Authoring directly with the Data Factory service is disabled in the Azure Data Factory UX when a Git repository is configured. Changes made via PowerShell or an SDK are published directly to the Data Factory service and are not entered into Git.

Connect to a Git repository

There are four different ways to connect a Git repository to your data factory for both Azure Repos and GitHub. After you connect to a Git repository, you can view and manage your configuration in the management hub under Git configuration in the Source control section.

Configuration method 1: Home page

In the Azure Data Factory home page, select Set up code repository at the top.

Configure a code repository from home page

Configuration method 2: Authoring canvas

In the Azure Data Factory UX authoring canvas, select the Data Factory drop-down menu, and then select Set up code repository.

Configure the code repository settings from authoring

Configuration method 3: Management hub

Go to the management hub in the Azure Data Factory Studio. Select Git configuration in the Source control section. If you have no repository connected, select Configure.

Configure the code repository settings from management hub

Configuration method 4: During factory creation

When creating a new data factory in the Azure portal, you can configure Git repository information in the Git configuration tab.

Note

When configuring git in the Azure Portal, settings like project name and repo name have to be manually entered instead of being part of a dropdown.

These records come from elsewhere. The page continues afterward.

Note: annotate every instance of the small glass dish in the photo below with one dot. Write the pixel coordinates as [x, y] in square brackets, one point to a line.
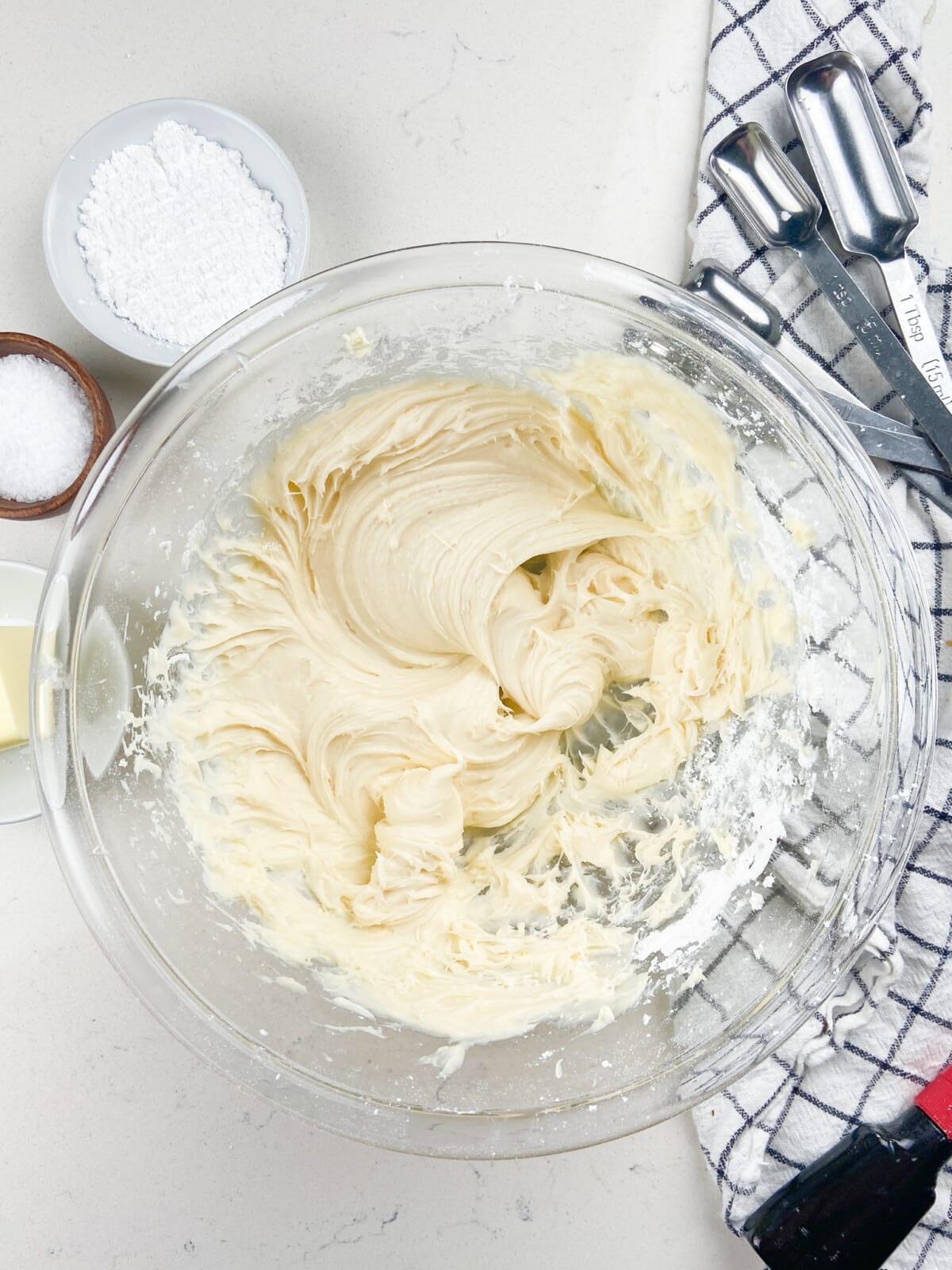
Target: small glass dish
[486, 310]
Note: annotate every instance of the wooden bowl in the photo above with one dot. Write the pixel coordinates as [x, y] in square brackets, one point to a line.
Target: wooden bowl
[103, 421]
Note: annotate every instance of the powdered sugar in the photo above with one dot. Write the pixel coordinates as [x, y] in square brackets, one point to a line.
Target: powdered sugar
[46, 429]
[178, 238]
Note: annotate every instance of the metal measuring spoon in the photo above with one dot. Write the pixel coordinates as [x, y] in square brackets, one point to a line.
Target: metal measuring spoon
[782, 210]
[880, 436]
[866, 190]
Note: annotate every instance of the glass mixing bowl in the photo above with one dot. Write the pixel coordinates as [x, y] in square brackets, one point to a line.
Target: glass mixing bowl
[486, 310]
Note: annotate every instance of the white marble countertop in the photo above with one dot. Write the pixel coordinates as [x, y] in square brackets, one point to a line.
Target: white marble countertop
[409, 122]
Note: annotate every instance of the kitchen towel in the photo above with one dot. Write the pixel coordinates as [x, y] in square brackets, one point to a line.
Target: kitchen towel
[888, 1029]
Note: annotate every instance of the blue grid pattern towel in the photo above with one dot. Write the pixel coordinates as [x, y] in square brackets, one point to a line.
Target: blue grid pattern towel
[889, 1028]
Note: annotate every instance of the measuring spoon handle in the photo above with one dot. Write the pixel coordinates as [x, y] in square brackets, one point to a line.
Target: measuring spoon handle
[918, 332]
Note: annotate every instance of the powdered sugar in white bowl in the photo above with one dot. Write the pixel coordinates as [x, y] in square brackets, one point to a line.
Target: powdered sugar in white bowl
[240, 194]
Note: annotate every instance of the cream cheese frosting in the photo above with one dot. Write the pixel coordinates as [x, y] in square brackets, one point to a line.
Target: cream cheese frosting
[436, 700]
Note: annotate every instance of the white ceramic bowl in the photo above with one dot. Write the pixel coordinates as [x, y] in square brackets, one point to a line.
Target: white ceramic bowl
[266, 160]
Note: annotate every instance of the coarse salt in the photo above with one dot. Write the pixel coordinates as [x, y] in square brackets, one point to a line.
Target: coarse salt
[178, 238]
[46, 429]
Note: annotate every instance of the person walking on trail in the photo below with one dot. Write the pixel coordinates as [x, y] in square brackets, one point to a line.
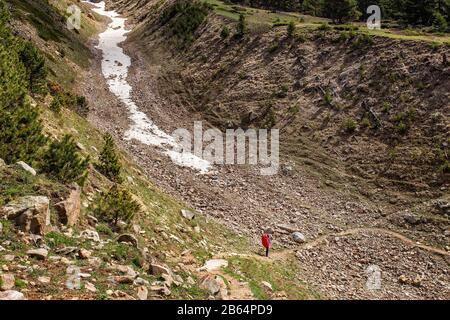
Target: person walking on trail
[266, 242]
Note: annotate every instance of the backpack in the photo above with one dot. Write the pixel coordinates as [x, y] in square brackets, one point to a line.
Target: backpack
[265, 240]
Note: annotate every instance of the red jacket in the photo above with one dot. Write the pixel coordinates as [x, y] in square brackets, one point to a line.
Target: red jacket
[265, 240]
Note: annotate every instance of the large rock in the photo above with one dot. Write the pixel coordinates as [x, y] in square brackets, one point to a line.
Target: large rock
[90, 235]
[30, 214]
[128, 238]
[298, 237]
[187, 214]
[11, 295]
[6, 281]
[69, 209]
[26, 167]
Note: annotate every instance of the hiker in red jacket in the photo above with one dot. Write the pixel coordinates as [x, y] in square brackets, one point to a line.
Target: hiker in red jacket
[266, 242]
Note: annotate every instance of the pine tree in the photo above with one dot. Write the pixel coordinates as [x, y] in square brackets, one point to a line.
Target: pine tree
[63, 162]
[341, 11]
[241, 27]
[34, 62]
[291, 29]
[117, 204]
[109, 164]
[21, 135]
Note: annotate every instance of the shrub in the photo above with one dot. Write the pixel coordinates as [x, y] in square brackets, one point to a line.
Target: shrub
[117, 204]
[225, 32]
[63, 162]
[109, 164]
[291, 29]
[349, 125]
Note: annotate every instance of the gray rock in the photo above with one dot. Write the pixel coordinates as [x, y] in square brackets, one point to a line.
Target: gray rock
[26, 167]
[128, 238]
[30, 214]
[69, 209]
[298, 237]
[40, 254]
[90, 235]
[187, 214]
[11, 295]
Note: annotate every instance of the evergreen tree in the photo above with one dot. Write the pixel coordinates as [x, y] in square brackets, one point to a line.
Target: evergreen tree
[341, 11]
[242, 26]
[63, 162]
[109, 164]
[34, 63]
[21, 131]
[291, 29]
[117, 204]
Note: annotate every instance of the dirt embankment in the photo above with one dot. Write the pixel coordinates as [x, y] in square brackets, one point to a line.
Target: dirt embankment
[243, 83]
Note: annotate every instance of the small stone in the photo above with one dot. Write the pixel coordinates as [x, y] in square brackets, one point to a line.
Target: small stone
[44, 280]
[187, 214]
[40, 254]
[6, 281]
[298, 237]
[27, 168]
[11, 295]
[142, 293]
[90, 287]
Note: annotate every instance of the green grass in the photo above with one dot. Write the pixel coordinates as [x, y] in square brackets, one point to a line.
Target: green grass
[282, 275]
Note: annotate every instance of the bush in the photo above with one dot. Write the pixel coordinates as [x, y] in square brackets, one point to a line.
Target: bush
[439, 23]
[225, 32]
[63, 162]
[291, 29]
[117, 204]
[109, 164]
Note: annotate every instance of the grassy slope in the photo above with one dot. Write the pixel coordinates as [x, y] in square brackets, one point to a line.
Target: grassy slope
[259, 17]
[166, 235]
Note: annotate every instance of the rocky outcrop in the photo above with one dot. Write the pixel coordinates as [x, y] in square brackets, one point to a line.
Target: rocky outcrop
[31, 214]
[69, 209]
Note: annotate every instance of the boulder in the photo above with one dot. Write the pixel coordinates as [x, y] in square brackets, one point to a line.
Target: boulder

Configure the code repository settings from Azure Portal

Author with Azure Repos Git integration

Visual authoring with Azure Repos Git integration supports source control and collaboration for work on your data factory pipelines. You can associate a data factory with an Azure Repos Git organization repository for source control, collaboration, versioning, and so on. A single Azure Repos Git organization can have multiple repositories, but an Azure Repos Git repository can be associated with only one data factory. If you don't have an Azure Repos organization or repository, follow these instructions to create your resources.

Note

You can store script and data files in an Azure Repos Git repository. However, you have to upload the files manually to Azure Storage. A data factory pipeline doesn't automatically upload script or data files stored in an Azure Repos Git repository to Azure Storage. Additional files such as ARM templates, scripts, or configuration files, can be stored in the repository outside of the mapped folder. If you do this, keep in mind that an additional task is required to build/deploy and interact with the files stored outside of the mapped Azure DevOps folder.

Azure Repos settings

Screenshot showing the Configure a repository settings.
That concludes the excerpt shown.